Reviews

Review of THIRTY MILES TO ROSEBUD by Barbara Henning

Published by BlazeVOX [books], 2009.
Review by Martine Bellen

In Barbara Henning’s quest narrative THIRTY MILES TO ROSEBUD, Katie, the novel’s humble hero, travels “on the road” toward what starts out as an open future, but which leads directly into her past.

Peggy and Katie were childhood friends, sister-like in their shared intimacy and devotion. Katie’s mom died when Katie was young, and when the girls turned sixteen, Peggy’s mom and stepdad die in a car crash, leaving their daughter with little more than a shoebox filled with odd, random family trinkets that includes her mother’s diary. The skinny “hippy-girl” Peggy escapes from her uncle’s backwoods trailer where she’s forced to live after her parents’ accident and runs away to New York City, forgetting to bring the shoebox. In 1972 Katie is seventeen and, like her friend, is ready to run from her dad and his wife and the Upper Peninsular of Michigan and its small-town shackles to the ever-alluring and way, way more cool New York City. Peggy, who phones her friend regularly, asks Katie to bring the shoebox with her and they’ll meet up in the East Village, and with that simple request and Peggy’s mysterious disappearance, Katie’s life-long quest begins.

It’s thirty years later and Katie—a photographer, now, who is writing a book and is on sabbatical from her teaching job, her daughter Lilly living on her own—is still in the East Village though is tired of feeling chained to her rent-stabilized apartment, sick of the city’s sounds and smells (familiar, no?), so decides it’s time to take off. Her future is open, she thinks—It’s time for her “road story” and for her to address the shadow that has left a disturbing smudge on her life…what happened to Peggy? Where is she? Why did she vanish, and why doesn’t she want to be found?

The novel intersperses Katie’s present journey with her past one. So the reader, for all intents and purposes, experiences two Katies—one is a seventeen year old, frightened of losing her boyfriend Jay, while the other Katie is forty-seven, self-assured, an independent mother, teacher, friend with a commitment to yoga, her spiritual practice.

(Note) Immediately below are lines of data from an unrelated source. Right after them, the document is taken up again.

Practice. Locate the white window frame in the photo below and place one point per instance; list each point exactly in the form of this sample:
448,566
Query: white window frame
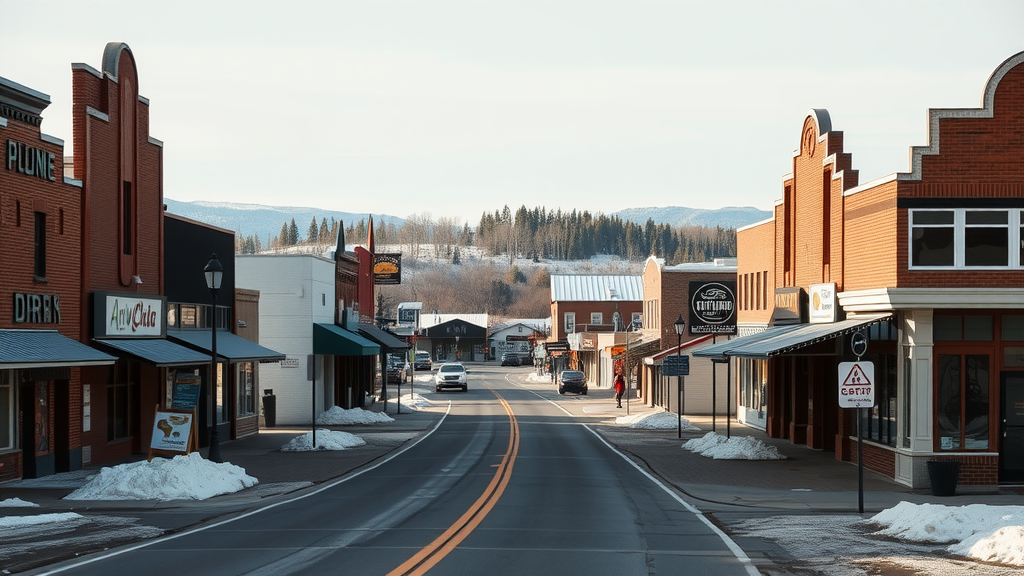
1015,235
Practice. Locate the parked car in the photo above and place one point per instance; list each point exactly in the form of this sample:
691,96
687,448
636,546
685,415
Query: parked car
395,369
422,361
572,380
451,375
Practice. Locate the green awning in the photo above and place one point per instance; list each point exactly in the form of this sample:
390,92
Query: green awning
38,348
335,340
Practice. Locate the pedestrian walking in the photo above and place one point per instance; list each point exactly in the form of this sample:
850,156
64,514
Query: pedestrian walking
620,389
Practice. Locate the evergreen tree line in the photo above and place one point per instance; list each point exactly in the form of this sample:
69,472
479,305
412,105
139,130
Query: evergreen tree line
579,235
536,234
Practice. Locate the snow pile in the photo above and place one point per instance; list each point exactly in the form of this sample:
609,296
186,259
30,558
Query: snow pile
735,448
655,420
326,440
411,401
16,503
982,532
10,522
181,478
339,416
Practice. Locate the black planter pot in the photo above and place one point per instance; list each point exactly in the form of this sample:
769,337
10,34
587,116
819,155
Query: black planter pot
943,476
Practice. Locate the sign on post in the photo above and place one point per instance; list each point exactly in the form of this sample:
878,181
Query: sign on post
676,366
856,384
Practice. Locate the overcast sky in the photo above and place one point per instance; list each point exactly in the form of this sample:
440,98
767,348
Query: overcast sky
454,109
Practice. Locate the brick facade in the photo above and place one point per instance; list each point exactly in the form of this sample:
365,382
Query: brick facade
829,229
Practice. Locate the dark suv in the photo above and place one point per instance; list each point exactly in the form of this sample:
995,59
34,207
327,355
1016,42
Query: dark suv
572,380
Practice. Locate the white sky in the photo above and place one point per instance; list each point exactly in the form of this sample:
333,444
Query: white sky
454,109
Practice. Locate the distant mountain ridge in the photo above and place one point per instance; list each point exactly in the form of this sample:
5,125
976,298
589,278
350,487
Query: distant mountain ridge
265,221
247,219
730,216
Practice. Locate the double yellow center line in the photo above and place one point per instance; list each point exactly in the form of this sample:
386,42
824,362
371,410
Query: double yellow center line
436,550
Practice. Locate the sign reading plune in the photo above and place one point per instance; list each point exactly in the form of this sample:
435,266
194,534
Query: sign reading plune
128,316
387,269
713,307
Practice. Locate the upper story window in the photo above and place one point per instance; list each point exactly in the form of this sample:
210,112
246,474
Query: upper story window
964,238
40,246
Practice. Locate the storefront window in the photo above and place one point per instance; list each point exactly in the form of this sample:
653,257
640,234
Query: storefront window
6,412
882,418
963,397
1013,327
120,393
247,389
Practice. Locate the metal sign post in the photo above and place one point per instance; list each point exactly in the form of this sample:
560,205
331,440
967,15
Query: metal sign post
856,389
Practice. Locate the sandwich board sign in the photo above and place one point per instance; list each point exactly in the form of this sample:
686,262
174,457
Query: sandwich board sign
856,384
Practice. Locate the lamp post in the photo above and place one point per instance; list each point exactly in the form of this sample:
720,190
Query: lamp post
680,325
214,272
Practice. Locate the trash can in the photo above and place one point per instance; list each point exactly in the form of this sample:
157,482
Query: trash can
943,476
269,408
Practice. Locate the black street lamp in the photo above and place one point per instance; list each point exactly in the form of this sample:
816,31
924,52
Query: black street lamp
214,272
680,325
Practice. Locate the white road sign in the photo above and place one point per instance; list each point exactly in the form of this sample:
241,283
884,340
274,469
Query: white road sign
856,384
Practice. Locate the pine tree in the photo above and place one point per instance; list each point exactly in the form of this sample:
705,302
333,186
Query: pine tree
312,235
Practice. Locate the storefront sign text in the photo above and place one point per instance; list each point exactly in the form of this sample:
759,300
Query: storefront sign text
37,309
30,161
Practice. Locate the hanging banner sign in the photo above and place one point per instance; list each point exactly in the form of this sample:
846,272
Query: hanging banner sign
387,269
713,307
856,384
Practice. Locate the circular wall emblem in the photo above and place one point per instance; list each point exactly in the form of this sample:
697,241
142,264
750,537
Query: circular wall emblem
713,303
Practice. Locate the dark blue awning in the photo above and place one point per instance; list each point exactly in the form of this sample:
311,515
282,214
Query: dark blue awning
335,340
386,339
229,346
36,348
157,351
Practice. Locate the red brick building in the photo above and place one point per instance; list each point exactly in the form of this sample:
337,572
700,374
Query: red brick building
41,306
931,263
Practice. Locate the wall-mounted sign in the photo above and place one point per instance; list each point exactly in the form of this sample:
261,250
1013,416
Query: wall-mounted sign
387,269
37,309
791,306
128,316
822,304
713,307
24,159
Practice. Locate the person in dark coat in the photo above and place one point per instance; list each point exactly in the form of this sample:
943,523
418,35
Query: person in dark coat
620,389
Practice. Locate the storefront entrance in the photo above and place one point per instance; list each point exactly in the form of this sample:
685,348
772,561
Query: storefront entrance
1012,411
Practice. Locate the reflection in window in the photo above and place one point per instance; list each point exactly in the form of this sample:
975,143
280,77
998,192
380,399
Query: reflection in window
963,402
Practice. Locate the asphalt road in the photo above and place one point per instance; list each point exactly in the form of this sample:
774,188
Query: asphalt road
507,484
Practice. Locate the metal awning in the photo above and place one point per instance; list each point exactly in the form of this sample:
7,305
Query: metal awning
782,339
156,351
332,339
229,346
386,339
38,348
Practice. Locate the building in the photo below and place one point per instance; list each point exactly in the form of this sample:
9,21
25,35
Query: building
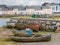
46,10
33,9
55,7
3,8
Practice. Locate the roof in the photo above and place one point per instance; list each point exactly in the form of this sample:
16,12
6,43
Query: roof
55,4
16,7
46,7
34,7
4,7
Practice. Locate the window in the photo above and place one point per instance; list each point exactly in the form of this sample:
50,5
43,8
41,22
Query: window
53,8
56,8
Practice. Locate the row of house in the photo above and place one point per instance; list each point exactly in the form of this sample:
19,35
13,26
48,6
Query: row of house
46,8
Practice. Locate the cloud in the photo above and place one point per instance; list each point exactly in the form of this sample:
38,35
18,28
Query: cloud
26,2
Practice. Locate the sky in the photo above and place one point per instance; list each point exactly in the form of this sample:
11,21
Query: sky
26,2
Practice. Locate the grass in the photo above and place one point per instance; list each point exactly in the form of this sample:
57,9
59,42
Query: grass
4,41
42,32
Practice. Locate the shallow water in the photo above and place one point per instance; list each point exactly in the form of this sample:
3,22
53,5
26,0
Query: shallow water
3,21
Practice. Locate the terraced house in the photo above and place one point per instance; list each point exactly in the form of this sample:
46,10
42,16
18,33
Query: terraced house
46,8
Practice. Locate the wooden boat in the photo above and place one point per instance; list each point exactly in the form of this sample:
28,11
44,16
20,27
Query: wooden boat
31,38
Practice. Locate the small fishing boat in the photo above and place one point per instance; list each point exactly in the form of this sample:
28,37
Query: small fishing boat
31,38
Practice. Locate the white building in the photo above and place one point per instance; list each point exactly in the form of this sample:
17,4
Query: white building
55,7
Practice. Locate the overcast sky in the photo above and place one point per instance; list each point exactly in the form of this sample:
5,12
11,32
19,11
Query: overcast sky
26,2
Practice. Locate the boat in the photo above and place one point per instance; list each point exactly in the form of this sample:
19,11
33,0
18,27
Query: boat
31,38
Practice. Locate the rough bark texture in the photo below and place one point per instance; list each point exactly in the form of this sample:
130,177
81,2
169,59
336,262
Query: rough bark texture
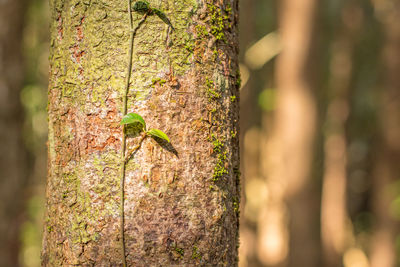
13,159
181,198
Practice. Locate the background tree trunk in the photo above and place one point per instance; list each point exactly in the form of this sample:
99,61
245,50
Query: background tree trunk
181,200
385,193
13,160
295,127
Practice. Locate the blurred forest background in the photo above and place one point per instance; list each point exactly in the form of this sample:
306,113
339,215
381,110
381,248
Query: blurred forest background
320,132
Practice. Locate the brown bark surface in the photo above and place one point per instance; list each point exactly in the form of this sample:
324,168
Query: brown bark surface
181,199
13,161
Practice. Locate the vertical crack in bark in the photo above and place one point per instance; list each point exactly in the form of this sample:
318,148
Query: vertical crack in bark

THIRTY MILES TO ROSEBUD chronicles the journeys of these two Katies. The seventeen-year-old travels through the 1970s East Village, listening to Miles and Coltrane, Joni and Dylan. Her nickname is Jazz—a pet name given to her by Jay, the great love of her life. It is especially pleasurable reading about our neighborhood in the old druggy days, the rent-controlled one-bedroom on Avenue B and Tenth where seven twenty-somethings crash: “Roaches [,] darting up the wall above the sink, into the cupboards and across the ceiling into the light fixture.”

Harmonicas, electric pianos, guitars, everyone plays an instrument. Renee, one of the kids living in the walk-up—very sexy, naturally—flirts with Jay, and Jazz exists in a perpetual state of jealousy and fear that free-love will steal something precious from her. Modeling for five dollars an hour at School of Visual Arts, drug dealers peddling their product in Tompkins Square Park, Henning evokes a past with precision and tenderness.

When Katie meets Marz, the man who will be the father of her daughter, she describes him as “a womanly man in bed, and that was just what I wanted, some gentleness in my life after a year of hanging out and changing partners as frequently as I changed my clothes.” Marz lived in Detroit and after four days of hanging out together, Katie prodded him to move in. He had recently gotten sober in AA and wasn’t sure he would be able to uproot himself and maintain sobriety. You know where this leads. Yes, it might well sound familiar…Henning captures the lives that many of us led, though the familiarity is never trite and always insightful.

The other Katie of the novel is the mature teacher and artist, the one that scours the Internet, phone book, knocks on the door of Peggy’s childhood home, visits the workplaces of Peggy’s old friends and relatives, the one that with persistent effort will find her friend. And, of course, as the older Katie is wading through her past, her past, like a wave, spills over her. Back in Marquette, Michigan, Katie is confronted with memories of her mother, her father, and sentient friends and boyfriends like Jim Gordon who she dated in tenth grade. The past and present intersect before she leaves for her trip west when Katie runs into an old boyfriend, Gary Snow, a musician she knew in the 1980s. They keep up an email correspondence as she travels back in time and looks for Peggy. Gary reminds Katie of Jay— the way the mind can superimpose one face on another—people and places reference each other, transform and blur. Katie’s spiritual teacher Harihara has taught her that what has been lost can be found by remembering it.

THIRTY MILES TO ROSEBUD is a story of remembering, of finding and treasuring the trinkets of our lives without allowing them to weigh us down. Katie, the photographer and writer, guardian of past images, reunites with lost pieces of her life. She does find Peggy, though I won’t give away what happens, just know that Henning’s introspective take on the human odyssey is never timid but is always compassionate and startling.